Another relatively new sphere for machine learning is brain machine interfaces (BMI), a field where researchers are trying to restore movement for people who are paralyzed due to spinal cord injuries or diseases like amyotrophic lateral sclerosis (ALS).

“When paralyzed people think about moving, nothing happens because there is an interruption between their brains and bodies,” explained Chethan Pandarinath, a new assistant professor in Georgia Tech’s and Emory University’s joint Wallace H. Coulter Department of Biomedical Engineering. “But they can still think about movement, which generates electrical activity in the brain as millions of neurons start talking to each other.
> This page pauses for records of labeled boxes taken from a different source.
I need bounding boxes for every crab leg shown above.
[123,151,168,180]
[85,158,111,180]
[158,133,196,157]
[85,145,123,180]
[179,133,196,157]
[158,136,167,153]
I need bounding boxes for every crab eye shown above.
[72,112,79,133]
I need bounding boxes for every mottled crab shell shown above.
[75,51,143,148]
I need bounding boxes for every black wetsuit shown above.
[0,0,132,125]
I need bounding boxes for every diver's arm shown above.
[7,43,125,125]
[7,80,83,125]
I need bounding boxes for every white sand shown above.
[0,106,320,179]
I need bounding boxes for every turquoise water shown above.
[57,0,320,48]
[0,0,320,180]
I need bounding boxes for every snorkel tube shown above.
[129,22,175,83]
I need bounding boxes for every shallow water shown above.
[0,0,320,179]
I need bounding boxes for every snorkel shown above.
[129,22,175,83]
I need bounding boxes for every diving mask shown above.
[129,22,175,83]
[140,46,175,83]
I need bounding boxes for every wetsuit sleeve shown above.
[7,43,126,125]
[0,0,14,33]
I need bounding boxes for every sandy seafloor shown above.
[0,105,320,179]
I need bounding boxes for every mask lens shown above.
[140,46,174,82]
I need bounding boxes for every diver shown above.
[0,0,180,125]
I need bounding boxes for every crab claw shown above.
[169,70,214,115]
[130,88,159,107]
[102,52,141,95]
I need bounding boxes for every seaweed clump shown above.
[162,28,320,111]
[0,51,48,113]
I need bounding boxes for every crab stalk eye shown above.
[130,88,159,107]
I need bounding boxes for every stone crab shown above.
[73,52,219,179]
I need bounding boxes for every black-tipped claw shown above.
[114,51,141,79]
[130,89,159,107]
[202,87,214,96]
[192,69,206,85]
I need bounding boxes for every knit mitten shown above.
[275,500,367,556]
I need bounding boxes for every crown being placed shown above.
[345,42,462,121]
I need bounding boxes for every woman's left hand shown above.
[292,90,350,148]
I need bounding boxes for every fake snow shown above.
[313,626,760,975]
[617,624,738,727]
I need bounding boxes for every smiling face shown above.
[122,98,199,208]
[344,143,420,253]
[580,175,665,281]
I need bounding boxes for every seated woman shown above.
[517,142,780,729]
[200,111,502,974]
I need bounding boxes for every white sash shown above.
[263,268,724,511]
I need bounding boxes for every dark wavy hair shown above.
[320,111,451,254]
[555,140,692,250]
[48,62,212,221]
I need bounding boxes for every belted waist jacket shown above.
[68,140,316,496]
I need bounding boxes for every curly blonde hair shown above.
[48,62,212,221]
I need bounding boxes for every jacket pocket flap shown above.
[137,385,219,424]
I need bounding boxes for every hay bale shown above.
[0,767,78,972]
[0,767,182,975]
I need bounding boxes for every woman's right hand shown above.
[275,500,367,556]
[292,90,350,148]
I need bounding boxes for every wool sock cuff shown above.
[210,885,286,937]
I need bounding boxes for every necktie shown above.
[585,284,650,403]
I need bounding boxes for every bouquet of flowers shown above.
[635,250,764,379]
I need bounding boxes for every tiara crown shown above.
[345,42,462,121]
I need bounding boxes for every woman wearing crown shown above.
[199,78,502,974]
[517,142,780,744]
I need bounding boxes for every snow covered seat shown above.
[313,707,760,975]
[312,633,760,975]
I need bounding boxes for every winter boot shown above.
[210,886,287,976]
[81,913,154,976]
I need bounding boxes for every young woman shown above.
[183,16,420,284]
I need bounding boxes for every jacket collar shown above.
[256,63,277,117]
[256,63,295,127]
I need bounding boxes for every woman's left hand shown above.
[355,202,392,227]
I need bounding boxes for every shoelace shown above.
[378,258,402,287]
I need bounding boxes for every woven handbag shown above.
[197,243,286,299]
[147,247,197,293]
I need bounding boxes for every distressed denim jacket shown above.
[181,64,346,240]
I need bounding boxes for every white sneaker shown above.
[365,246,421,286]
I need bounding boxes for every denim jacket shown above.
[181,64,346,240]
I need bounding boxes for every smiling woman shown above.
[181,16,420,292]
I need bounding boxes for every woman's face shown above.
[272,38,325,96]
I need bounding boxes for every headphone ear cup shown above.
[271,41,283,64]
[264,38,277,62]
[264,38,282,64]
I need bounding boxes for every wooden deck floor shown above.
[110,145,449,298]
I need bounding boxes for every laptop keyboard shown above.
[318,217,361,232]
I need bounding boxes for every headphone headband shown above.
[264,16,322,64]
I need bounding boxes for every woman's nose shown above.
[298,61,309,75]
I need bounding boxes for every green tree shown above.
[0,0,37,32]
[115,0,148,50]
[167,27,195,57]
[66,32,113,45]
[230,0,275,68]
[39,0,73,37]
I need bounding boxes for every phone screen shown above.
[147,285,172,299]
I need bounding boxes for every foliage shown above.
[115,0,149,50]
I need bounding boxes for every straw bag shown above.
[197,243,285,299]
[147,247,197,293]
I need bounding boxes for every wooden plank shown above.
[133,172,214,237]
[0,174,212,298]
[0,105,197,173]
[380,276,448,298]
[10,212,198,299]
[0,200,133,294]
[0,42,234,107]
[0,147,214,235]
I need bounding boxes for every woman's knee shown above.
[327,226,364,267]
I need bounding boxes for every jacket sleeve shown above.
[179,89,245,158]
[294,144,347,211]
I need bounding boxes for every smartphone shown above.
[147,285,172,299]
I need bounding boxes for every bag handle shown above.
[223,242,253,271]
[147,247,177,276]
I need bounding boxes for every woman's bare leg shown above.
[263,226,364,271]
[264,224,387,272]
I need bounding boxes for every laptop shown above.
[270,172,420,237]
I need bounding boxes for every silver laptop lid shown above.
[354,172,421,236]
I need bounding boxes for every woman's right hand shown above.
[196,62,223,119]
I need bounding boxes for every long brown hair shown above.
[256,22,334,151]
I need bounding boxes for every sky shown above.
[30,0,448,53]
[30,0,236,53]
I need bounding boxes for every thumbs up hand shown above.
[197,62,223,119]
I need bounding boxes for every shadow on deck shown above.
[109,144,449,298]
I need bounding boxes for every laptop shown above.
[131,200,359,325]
Our goal is to decode this activity and do something useful for people, such as restoring their ability to drink by being able to control a robotic arm and pick up a glass of water.”

“When paralyzed people think about moving, nothing happens… but they can still think about movement, which generates electrical activity in the brain as millions of neurons start talking to each other.”

In an ongoing multi-institutional clinical trial known as BrainGate, Pandarinath and other researchers have created a high-performance BMI for communications that enables people with paralysis to type words and messages. To develop the system, small electrode arrays the size of baby aspirins were implanted into the brains of three research participants with paralysis. These electrodes allowed the system to record and decode electrical activity in real time as the individuals thought about moving, which allowed them to move and click a cursor on a computer screen. This sort of cerebral typing produced six to eight words per minute — three times faster than any previous system.

The key to BrainGate’s success is running two algorithms in parallel. A Kalman filter decodes what direction the cursor should move, while a hidden Markov model decodes whether the person wants to stop and click or continue to move the cursor. Results were extremely accurate, with people clicking on their intended target more than 98 percent of the time.

Although a big step forward, the point-and-click control of the computer cursor is fairly simple compared to all the things people do when they move, Pandarinath points out. “Our goal is to accurately manipulate more complex devices under brain control, such as robotic arms or ultimately the person’s own arm.”

Deep-learning techniques may pave the way for such devices. In collaboration with research scientist David Sussillo at Google Brain, Pandarinath’s team is trying to understand how recurrent neural networks (deep-learning algorithms used in language translation and speech processing) could be adapted for neuroscience.

“With our current electrode arrays we’re only recording 100 to 200 neurons, which is a small fraction of all the millions of neurons involved when people think about moving,” Pandarinath said. “Yet from this tiny snapshot, deep learning tools might help us model what the entire network is doing, which could help us restore movement.”